Der BGH hat der Revision stattgegeben und das Verfahren zurückverwiesen, da das Vertrauen auf rechtmäßiges Verhalten eines anderen Verkehrsteilnehmers nur gerechtfertigt sei, wenn dieser sich zuvor unklar verhalten habe. Das KG müsse daher aufklären, ob der Pkw-Fahrer den querenden Fußgänger zuvor gesehen und Anlass gehabt habe, von einem Fehlverhalten auszugehen. Sollte der Pkw-Fahrer noch eine Reaktionsmöglichkeit gehabt haben, käme eine Mithaftung in Betracht.

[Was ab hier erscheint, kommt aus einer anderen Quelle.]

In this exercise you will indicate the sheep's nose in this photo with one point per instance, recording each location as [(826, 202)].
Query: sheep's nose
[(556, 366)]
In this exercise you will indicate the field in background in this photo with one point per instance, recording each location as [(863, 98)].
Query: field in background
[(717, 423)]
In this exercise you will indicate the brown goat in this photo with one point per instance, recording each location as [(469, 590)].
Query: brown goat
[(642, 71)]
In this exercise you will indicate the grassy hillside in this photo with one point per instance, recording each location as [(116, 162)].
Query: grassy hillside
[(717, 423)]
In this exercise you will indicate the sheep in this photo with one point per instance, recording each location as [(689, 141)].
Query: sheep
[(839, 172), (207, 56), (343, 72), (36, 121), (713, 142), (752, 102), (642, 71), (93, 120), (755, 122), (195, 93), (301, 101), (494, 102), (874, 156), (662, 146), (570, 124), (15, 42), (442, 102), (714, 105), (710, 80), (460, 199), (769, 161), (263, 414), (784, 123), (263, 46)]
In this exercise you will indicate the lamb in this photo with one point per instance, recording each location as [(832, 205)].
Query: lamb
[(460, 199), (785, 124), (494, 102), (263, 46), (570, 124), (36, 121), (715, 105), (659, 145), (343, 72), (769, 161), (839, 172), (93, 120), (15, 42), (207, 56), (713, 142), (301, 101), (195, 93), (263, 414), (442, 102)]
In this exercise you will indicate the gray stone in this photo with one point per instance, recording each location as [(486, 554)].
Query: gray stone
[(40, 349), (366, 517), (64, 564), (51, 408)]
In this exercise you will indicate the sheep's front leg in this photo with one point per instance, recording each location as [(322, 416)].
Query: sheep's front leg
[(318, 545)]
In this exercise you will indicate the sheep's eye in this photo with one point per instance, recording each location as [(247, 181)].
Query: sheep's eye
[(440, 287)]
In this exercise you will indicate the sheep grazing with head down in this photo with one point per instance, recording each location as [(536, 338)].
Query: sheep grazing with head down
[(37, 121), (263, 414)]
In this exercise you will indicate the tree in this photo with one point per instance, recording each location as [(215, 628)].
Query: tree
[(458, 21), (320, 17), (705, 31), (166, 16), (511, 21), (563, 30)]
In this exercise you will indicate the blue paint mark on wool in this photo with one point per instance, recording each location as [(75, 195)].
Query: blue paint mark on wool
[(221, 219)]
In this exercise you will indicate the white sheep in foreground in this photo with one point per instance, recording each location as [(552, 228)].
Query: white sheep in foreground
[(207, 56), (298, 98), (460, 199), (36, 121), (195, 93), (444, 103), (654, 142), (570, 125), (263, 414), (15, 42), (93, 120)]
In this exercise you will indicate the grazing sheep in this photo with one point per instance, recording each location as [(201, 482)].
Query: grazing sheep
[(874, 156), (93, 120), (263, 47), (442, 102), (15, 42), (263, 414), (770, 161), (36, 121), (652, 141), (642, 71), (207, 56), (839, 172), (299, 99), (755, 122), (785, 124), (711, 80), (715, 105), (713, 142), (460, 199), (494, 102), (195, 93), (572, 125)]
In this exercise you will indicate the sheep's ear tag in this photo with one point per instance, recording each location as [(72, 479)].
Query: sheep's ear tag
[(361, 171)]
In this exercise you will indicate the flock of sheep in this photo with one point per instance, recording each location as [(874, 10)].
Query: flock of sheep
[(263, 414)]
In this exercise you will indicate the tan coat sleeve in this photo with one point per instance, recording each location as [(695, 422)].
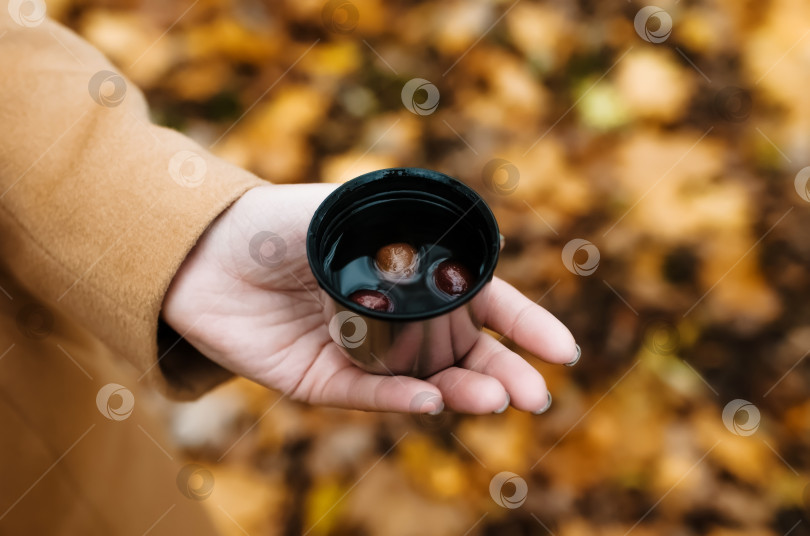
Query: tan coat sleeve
[(98, 207)]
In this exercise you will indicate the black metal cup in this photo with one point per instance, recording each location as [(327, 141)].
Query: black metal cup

Für die Regulierungspraxis ist das Urteil in mehrfacher Hinsicht wichtig. Zum einen hat der BGH nicht in Frage gestellt, dass bei grob fahrlässigem Verhalten die Haftung aus der Betriebsgefahr gegenüber einem nichtmotorisierten Verkehrsteilnehmer vollständig zurücktreten kann. Dies ist keine Selbstverständlichkeit, da das grob fahrlässige Verhalten nicht selten auf einer kurzen Aufmerksamkeitsstörung oder Abgelenktheit beruht. Des Weiteren ist bei solchen Konstellation zu beachten, dass der Sachverhalt zeitnah aufgeklärt wird, um noch frühzeitig ausfindig zu machen, ob das Verhalten des Fußgängers erkennbar so merkwürdig war, dass das Vertrauen in die Beachtung der Verkehrsregeln gestört war. Gegenüber Kindern, hilfsbedürftigen und älteren Personen besteht nach § 3 Abs. 2 STVO ohnehin nur ein eingeschränkter Vertrauensgrundsatz und sogar eine besondere Fürsorge. Kommt es zu einem Unfall mit einem nichtmotorisierten Verkehrsteilnehmer besteht zunächst immer eine Haftung aus der Betriebsgefahr. Zur Entlastung muss dann bewiesen werden, dass der nichtmotorisierte Fußgänger den Unfall (mit-)verschulet hat. Bei einer Fahrbahnüberquerung muss dann immer dargelegt und bewiesen werden, dass der Pkw beim Betreten der Fahrbahn sichtbar oder aber die Verkehrslage so gefährlich war, dass der Fußgänger gehalten gewesen wäre, einen nahe gelegenen Fußgängerübergang zu nutzen.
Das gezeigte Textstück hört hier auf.